Sunday 26 February 2012

Mmm... rubber aprons.

It's not exactly your standard rubber accessory, I know. I'm not entirely sure what turned me on to rubber aprons, but I can only speculate that it was a number of reasons. This is not your mom's "Kiss the Cook" apron.

A rubber apron is impenetrable and protective, so right away there is a protective gear connection. There is also an implication that, wearing such a piece of gear, you will be engaged in messy activities. Piss, cum, and lube splatter and drip from its thick, shiny, rubbery surface. It's heavy duty gear for heavy duty action. It doesn't say sexy the way a catsuit says sexy. It says sexy by saying "I'm going to work on you. And you're gonna make a mess." Now, that's hardcore.

It also conceals and shields the body, the way other loose fitting gear does. The male form is recognizable, but altered; hidden from the eye, just enough to allow the mind to imagine the straining hard-on within. It is a tease to see the subtle bulge of a cock, stowed away, but ready with a flick of a wrist.

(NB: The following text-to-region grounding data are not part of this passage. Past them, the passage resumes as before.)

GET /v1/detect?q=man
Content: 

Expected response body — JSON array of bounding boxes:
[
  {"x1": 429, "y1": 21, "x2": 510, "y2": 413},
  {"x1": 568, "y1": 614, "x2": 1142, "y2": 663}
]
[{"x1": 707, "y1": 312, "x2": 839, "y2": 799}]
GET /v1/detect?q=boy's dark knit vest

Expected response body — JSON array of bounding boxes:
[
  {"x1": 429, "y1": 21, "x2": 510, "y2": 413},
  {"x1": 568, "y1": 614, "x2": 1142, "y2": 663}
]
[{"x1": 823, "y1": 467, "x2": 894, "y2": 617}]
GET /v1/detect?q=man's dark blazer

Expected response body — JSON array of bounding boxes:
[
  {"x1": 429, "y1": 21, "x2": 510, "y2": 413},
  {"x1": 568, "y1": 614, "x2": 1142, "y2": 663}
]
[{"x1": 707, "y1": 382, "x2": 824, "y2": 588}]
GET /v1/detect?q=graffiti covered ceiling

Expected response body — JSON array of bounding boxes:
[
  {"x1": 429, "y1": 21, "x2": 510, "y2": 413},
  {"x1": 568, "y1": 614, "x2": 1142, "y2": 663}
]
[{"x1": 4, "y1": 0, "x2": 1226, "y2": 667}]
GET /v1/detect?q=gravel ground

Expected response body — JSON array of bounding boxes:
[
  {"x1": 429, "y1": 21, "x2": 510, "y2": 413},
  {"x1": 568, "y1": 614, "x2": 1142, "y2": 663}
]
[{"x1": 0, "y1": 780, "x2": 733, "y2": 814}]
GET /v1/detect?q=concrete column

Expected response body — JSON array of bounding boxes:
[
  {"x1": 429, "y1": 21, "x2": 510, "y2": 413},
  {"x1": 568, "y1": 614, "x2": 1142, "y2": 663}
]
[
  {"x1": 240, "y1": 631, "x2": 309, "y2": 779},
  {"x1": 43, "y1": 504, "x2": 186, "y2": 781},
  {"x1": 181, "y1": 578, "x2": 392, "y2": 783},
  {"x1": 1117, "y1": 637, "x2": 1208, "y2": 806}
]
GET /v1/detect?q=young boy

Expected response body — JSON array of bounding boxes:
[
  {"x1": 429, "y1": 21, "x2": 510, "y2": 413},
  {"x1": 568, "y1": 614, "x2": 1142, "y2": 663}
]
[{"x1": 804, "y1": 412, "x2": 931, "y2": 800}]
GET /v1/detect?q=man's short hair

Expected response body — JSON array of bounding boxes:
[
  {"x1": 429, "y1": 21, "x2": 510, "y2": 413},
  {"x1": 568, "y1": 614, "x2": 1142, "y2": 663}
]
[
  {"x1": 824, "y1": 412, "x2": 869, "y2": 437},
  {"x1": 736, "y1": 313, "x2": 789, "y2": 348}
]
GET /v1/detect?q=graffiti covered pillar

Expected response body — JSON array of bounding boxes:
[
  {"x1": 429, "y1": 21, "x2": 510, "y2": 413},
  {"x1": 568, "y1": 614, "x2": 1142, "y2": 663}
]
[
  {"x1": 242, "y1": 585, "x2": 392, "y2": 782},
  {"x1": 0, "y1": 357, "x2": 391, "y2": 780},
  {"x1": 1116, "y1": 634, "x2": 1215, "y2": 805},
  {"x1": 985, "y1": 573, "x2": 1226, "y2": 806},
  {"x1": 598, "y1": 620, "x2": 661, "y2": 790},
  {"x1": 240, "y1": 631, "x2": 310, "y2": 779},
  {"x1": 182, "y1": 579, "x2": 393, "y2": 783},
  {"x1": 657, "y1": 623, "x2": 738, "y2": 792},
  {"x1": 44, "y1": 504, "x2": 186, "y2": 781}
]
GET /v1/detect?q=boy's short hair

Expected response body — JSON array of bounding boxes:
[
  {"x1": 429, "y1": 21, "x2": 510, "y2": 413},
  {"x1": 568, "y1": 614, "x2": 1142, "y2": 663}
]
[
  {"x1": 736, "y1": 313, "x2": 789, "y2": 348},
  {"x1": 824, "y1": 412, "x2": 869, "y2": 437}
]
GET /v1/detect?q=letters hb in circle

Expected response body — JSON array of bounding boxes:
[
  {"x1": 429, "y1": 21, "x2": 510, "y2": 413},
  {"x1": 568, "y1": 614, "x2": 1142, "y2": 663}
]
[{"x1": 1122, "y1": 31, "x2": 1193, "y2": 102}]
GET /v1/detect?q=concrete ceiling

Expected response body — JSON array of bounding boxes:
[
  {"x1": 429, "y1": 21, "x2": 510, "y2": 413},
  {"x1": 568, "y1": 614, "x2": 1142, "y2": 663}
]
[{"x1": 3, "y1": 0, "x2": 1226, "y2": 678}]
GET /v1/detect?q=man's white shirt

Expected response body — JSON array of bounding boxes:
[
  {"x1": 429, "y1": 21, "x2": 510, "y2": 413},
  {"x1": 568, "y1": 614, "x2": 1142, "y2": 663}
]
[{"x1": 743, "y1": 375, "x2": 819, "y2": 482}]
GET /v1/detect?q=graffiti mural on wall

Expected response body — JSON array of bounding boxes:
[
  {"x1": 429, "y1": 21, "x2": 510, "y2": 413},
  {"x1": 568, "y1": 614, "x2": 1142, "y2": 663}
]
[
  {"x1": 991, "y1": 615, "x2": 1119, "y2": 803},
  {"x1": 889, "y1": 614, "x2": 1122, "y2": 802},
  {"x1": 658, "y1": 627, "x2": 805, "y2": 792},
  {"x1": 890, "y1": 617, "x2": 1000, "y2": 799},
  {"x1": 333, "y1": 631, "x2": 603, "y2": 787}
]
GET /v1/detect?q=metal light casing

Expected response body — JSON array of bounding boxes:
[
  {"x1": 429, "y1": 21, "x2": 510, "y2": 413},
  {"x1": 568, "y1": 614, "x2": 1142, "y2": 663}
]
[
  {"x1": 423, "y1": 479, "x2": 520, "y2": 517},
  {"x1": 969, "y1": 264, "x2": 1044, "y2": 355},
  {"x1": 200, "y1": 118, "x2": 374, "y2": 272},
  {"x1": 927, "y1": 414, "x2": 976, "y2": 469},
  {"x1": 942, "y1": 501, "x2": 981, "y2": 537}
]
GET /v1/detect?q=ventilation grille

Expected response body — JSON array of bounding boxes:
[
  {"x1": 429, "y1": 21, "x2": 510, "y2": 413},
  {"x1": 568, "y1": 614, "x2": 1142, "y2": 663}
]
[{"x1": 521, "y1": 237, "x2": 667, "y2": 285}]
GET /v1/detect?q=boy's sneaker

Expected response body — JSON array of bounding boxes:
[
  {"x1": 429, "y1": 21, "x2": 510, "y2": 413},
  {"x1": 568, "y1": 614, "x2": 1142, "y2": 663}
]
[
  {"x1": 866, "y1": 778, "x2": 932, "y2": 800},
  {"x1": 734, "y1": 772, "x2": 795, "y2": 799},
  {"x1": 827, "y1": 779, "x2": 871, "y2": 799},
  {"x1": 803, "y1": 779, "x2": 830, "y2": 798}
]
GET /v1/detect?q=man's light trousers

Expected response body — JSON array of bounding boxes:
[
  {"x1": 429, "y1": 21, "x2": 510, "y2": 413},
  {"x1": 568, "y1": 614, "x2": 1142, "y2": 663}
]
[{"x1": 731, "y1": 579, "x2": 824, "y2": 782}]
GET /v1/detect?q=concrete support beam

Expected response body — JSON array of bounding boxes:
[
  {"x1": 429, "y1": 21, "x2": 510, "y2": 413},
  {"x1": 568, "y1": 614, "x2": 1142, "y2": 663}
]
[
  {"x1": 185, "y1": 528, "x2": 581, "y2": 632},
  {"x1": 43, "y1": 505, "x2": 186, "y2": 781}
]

Or, maybe I'm reading too far into it. Rubber aprons are big pieces of wearable rubber, enough said.

My current rubber apron is from Polymorphe, based in Montreal. I bought the apron from the local Priape store, which stocks Polymorphe rubber wear. They are undoubtedly one of my favourite makers of rubber clothing. While their selection isn't as large as many European studios, the quality is excellent. And best of all, they chlorinate the rubber, giving it a silky feel and a natural luster.  I also own a sheath, and sailor front jeans from them. Worth every penny.

The apron is heavy, long, and well made. Chlorinated and unlined, the supple rubber feels like a dream on bare skin or gliding across your tightly suited body.


The bulge.


The grope.


The wank.

From head to cock to toe. Chlorinated rubber heaven.